I was worried that after the illness of Mrs Feathers, our late white hen, the other hens may become sick too, but I am glad to say that our three remaining hens are alive and kicking!
Tufty was going through a moult, but she has grown back a new set of feathers and all of the chickens have started laying again. Although normally hens stop laying during winter, ours are still going strong, however, they do take a day off every now and then, which is fine by me.
We also had our first winter weather of the season mid-December; freezing rain. Freezing rain is fairly rare in Britain, it’s different from black ice which basically is rain water freezing on the surface of the roads. Freezing rain is supercooled rain which freezes immediately upon contact with any surface. So, it’s not just the roads that become icy, but everything else too! I had to close the shop 1 hour early that day as our main road (A823) became more of an ice rink and our path leading up to the house was even worse! Good job I left early, because when I came home the trees were that heavy with ice, they hang over and touched the roof of the car as I drove underneath them! And when I got out, I noticed that even the door handle was covered in a layer of ice! I had to give the latch of the gate a hard knock to get the ice off! This picture shows what it looked like, and I can assure you that that is ice and not rain! And, as you know I am weather-mad, so I thought this unusual (albeit dangerous) weather was super cool (excuse the pun)!

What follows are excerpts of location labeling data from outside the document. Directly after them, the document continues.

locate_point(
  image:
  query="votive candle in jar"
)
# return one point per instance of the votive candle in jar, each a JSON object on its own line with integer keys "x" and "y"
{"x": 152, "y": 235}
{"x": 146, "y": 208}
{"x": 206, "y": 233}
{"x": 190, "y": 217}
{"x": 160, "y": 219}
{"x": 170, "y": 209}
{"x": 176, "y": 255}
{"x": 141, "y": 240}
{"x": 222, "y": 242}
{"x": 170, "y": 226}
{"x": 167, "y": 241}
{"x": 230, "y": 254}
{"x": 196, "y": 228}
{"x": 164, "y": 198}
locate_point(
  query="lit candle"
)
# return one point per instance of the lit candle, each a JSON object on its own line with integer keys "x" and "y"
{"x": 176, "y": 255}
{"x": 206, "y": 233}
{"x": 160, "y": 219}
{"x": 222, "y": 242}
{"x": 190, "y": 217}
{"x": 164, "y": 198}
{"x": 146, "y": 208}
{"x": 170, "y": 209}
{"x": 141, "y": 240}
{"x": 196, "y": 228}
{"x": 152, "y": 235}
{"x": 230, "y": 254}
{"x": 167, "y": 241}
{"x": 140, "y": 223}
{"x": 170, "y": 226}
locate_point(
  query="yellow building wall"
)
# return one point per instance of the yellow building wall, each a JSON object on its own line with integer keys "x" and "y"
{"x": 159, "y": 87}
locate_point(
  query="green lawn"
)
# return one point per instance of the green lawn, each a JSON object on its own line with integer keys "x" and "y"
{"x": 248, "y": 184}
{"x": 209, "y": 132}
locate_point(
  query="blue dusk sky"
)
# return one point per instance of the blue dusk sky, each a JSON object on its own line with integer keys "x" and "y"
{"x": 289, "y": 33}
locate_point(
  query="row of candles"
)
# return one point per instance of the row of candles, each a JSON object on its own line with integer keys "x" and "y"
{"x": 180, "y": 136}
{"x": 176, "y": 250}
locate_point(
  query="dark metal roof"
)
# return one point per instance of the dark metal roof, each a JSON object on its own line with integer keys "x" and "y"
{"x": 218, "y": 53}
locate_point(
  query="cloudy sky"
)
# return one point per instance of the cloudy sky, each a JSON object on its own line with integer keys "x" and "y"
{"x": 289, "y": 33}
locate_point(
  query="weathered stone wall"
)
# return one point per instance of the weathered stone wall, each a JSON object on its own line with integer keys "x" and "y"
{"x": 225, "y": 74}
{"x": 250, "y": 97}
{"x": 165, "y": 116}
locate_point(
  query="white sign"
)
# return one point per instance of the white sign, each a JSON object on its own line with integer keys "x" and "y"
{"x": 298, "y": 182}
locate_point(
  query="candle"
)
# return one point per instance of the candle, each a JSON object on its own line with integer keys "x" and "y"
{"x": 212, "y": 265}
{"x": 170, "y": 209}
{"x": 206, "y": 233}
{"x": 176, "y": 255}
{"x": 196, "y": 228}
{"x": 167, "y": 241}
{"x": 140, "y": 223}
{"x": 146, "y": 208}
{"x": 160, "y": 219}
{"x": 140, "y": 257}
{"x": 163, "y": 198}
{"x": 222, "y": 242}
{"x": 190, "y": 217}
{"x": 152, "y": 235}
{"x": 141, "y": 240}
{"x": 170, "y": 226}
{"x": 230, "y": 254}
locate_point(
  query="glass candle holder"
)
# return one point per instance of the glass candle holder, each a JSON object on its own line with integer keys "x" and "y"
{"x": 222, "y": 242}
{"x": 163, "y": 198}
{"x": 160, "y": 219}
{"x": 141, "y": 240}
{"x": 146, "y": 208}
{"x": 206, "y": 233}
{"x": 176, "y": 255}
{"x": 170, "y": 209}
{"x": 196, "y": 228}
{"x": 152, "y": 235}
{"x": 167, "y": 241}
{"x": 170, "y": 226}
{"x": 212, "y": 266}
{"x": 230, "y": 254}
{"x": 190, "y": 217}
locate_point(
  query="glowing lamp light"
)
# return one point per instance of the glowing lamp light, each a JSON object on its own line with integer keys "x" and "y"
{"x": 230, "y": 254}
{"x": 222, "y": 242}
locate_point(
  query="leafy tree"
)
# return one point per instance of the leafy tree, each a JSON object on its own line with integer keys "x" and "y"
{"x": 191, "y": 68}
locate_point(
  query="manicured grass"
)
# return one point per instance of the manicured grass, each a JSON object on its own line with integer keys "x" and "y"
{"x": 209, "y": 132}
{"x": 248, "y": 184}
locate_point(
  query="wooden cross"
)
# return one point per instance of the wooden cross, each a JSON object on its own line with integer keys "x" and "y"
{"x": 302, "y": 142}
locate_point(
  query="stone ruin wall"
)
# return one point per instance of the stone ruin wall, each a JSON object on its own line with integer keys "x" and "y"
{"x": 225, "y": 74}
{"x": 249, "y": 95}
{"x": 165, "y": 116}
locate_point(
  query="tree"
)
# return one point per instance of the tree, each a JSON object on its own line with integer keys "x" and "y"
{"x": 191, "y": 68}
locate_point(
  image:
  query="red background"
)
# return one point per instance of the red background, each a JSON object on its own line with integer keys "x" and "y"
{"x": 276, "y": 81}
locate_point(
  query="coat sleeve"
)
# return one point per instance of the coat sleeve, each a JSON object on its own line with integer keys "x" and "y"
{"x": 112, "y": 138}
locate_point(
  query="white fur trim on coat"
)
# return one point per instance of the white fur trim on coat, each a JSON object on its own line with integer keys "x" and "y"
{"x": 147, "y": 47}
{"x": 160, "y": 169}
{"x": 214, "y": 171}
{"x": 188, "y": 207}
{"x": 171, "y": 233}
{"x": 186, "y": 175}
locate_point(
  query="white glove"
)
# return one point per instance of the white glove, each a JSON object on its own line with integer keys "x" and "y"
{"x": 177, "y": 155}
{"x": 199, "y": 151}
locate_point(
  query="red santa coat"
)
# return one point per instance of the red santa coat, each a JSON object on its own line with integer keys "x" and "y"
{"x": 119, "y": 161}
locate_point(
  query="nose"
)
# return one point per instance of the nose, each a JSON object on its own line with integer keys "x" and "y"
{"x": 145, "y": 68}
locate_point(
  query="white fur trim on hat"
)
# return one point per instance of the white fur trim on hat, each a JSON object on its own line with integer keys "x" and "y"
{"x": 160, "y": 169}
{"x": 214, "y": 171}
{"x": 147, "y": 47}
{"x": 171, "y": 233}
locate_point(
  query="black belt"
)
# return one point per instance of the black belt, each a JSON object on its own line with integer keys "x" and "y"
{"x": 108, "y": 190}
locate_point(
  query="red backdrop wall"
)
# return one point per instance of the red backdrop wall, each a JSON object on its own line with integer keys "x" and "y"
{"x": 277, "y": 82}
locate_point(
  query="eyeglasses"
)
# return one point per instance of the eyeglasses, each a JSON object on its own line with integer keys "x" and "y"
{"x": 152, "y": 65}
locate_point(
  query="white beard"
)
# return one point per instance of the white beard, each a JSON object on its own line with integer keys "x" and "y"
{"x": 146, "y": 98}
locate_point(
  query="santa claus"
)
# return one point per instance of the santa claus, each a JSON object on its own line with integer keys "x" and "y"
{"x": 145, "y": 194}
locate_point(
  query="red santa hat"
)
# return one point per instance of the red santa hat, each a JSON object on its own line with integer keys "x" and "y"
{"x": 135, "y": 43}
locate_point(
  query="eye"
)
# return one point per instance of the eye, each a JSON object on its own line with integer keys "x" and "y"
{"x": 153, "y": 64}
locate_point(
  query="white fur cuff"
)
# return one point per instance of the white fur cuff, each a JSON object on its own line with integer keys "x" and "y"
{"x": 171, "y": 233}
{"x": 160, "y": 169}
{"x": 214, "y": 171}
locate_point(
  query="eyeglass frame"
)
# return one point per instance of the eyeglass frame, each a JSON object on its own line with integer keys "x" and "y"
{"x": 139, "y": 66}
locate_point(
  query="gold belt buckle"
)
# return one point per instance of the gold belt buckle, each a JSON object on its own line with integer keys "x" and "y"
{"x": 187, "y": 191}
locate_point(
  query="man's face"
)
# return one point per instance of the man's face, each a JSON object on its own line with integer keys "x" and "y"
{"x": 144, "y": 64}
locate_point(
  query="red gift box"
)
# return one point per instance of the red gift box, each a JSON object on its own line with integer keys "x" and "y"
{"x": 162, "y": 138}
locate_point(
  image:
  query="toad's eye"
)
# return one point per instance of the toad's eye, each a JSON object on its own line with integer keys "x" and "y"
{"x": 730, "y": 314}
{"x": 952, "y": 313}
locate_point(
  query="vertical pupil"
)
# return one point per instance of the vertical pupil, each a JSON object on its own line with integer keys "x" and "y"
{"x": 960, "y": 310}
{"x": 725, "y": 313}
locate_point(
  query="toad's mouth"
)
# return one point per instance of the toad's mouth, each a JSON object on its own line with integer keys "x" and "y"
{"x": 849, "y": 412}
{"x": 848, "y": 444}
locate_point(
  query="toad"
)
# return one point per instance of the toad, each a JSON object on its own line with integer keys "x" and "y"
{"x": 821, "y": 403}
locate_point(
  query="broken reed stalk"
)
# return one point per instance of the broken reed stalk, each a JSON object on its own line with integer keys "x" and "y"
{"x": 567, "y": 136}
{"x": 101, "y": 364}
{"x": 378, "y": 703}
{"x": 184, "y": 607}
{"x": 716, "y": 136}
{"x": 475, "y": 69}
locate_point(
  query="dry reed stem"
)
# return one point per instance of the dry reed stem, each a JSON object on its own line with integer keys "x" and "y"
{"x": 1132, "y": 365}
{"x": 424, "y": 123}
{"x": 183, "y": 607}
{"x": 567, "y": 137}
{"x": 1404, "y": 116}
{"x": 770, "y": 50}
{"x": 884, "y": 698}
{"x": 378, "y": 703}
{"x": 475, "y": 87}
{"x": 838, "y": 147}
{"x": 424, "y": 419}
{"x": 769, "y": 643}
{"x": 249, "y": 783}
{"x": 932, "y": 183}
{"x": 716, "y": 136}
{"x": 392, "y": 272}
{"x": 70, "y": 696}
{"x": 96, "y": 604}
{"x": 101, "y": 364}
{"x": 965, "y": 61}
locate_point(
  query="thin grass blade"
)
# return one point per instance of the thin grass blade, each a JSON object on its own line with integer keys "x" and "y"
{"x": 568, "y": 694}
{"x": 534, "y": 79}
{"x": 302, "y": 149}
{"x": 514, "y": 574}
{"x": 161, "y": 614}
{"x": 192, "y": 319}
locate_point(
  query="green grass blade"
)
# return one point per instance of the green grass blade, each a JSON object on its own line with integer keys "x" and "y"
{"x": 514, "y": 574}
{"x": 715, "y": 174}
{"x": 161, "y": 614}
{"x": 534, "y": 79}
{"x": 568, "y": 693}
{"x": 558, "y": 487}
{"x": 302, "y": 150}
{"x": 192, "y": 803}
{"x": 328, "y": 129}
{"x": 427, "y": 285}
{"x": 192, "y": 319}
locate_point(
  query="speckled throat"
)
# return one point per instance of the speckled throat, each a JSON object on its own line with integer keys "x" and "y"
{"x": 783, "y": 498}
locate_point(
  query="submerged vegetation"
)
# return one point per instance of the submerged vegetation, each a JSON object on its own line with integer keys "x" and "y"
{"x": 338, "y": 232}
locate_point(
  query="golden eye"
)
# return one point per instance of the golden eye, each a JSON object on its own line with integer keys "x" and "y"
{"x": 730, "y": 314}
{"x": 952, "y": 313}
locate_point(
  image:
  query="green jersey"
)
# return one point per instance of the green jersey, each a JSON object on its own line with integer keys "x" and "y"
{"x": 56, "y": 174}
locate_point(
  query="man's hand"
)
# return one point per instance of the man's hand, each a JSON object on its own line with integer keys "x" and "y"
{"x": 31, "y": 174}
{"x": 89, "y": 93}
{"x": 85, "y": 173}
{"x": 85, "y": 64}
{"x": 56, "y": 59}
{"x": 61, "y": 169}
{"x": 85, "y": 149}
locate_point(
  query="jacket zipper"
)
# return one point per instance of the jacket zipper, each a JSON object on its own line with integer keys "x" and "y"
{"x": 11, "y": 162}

I recently joined a vegetable growers group on Facebook and they were complaining about how their parsnips didn’t germinate at all this year. Someone posted a picture of her one and only parsnip this year and someone else commented that that it was one more than she had managed to grow! Personally, I have lots of parsnips this year and big ones at that, too! One of the reasons for this may be because England had a much longer, drier and hotter summer than we had in Scotland, the parsnips grown south of the border didn’t do as well as the ones grown up here. So, you see, sometimes living in a slightly cooler climate can actually be beneficial.